How knowledge of networks can shed light on old questions
In the following five Steps, we look at how researchers have used network analytics in their work, to build models of how communities behave, explore social theories such as Homophily, calculate higher level properties like Trust, and even to use social networks as predictors of events in the real world.
We start with looking at how knowledge of networks can shed light on old questions. Dr David Millard introduced this topic in the video in the Step ‘What are Networks’. This Step provides further background information and highlights the key network properties that the researchers used in their work.
Universal properties of Mythological Networks
“Universal properties of Mythological Networks” by MacCarron & Kenna1 (2012) describes the development of a quantitative method for the analysis of mythological epics through the application of network theory - they use many of the same properties that have been introduced in this course. By analysing the extent to which the network properties of the epics Iliad, Beowulf and Táin Bó Cuailnge (T’ain) follow real world social network properties the objective was to give a measure of historicity (the state or fact of being historically authentic) for use in comparative mythology.
To enable analysis of possible network features of the narratives, two types of relationship in the networks were identified. A ‘friendly’ relationship was said to exist if the characters knew, were related to, had spoken to or met each other and if conflict existed between the characters, the relationship was described as ‘hostile’.
To further aid analysis, a weighting was assigned to a relationship based upon the number of encounters between the characters. Regarding each of the characters in the networks as a node and the relations between them as links or edges, a number of statistical tools describing network features were utilised to afford comparison to real world social networks.
Through statistical analysis of the mythological network features, a similarity between real world social networks and each narrative’s ‘friendly’ network was suggested to differing degrees.
Connectivity: each of the narratives were found to exhibit small world like properties with mean path lengths and clustering coefficients similar to those of random networks with the same average degree and size. The hostile networks exhibited much smaller mean path lengths and limited clustering when compared with appropriate random networks.
Degree: for each of narratives the ‘friendly’ network degree distribution followed that found in a real world social network. Targeting the most connected 5% of the characters i.e. removing them from the network, the networks became disconnected whilst random removal of characters had little effect upon the network.
Assortativity: MacCarron and Kenna define assortivity as the tendency for similar nodes to be connected (as in the maxim “birds of a feather flock together”).
Of the three epics the Iliad was found to be assortative with both Beowulf and the T’ain appearing disassortative to differing degrees.
The Iliad was found to exhibit properties closest to those of a real world network. The mild disassortiveness of the Beowulf narrative appeared to be overcome with removal of the main character from the network. Though the original network is unrealistic according to measure of assortativity with the main character removed the remaining network exhibits a greater degree of assortativity which the authors interpret this as supporting claims for historicity. By extending the premise of character removal it was found that the T’ain network exhibited assortiveness by removal of the six most connected characters.

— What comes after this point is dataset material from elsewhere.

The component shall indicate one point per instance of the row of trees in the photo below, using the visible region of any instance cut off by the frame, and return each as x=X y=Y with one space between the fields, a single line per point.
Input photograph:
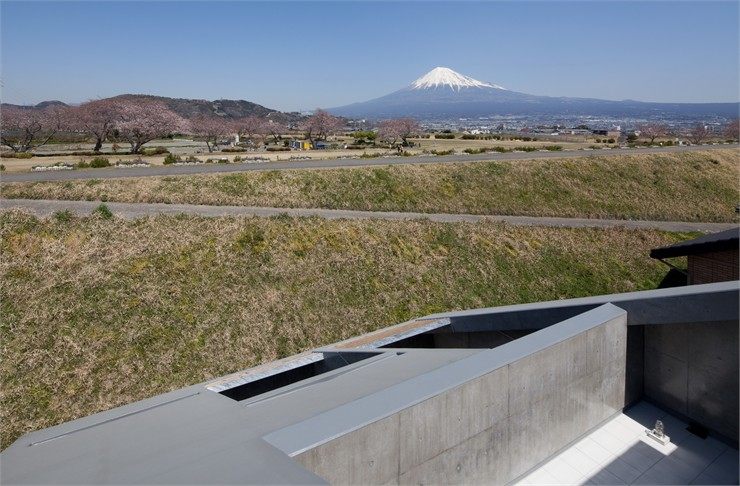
x=138 y=121
x=696 y=134
x=135 y=122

In short, using methods from network science the authors compared network properties exhibited by the networks of mythological epics.
The findings indicate that, due to similarities with real world social network properties, each of the myths may be able to lay claim to a degree of historicity. Addressing issues of assortivity by removal of particular characters, it is suggested that each mythological epic may reflect networks which existed in real societies.
What do you think are the limits of this approach? If the network within a text has properties similar to a real world network do you think that is strong evidence of historicity (i.e. that it is describing a network that really did exist)? And what do these limits tell us about using analysis techniques on current digital social networks?